Ci muovevamo come angeli che si lavano.
Ci muovevamo come due uccelli di fuoco.
Poi ci muovemmo come il mare in una brocca,
sempre più lentamente.
L’orchestra suonava la canzone
“Oh come ballammo la notte del nostro matrimonio.”
E tu mi muovevi a tempo di valzer come un piatto girevole
Ed eravamo teneri,
molto teneri.
Ora che sei steso lì,
inutile come un cane cieco,
ora che non puoi più fare agguati,
quella canzone risuona nella mia testa.
Lo champagne che bevemmo era puro ossigeno
e i nostri bicchieri tintinnavano uno sull’altro.
Lo champagne respirava come un subacqueo sotto la pelle
e i bicchieri erano cristallo e la sposa
e lo sposo si stringevano assonnati
come in una maratona di ballo del millenovecentotrenta.

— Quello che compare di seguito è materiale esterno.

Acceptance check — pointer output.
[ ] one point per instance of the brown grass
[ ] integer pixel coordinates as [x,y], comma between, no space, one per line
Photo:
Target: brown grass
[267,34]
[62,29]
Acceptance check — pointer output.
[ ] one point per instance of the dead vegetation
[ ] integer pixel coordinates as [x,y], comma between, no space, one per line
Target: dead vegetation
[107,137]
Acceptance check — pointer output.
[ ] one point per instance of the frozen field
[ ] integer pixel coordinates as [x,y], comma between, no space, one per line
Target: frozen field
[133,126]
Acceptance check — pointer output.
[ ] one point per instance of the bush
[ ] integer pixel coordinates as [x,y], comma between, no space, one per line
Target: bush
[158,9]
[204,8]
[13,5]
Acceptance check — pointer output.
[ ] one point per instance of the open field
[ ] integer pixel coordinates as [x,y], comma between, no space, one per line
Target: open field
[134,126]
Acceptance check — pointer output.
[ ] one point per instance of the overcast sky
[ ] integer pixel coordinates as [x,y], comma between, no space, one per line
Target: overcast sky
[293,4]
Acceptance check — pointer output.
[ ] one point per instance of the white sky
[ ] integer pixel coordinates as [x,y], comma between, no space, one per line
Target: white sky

Mamma era una bellezza e ballò con venti uomini.
Tu ballasti con me senza dire una parola.
Mentre mi tenevi stretta però, parlò invece il serpente.
Il serpente, quel beffardo, si svegliò e premette contro di me
come un grande Dio e noi ci piegammo insieme
come due cigni solitari.

Anne Sexton “Come ballammo”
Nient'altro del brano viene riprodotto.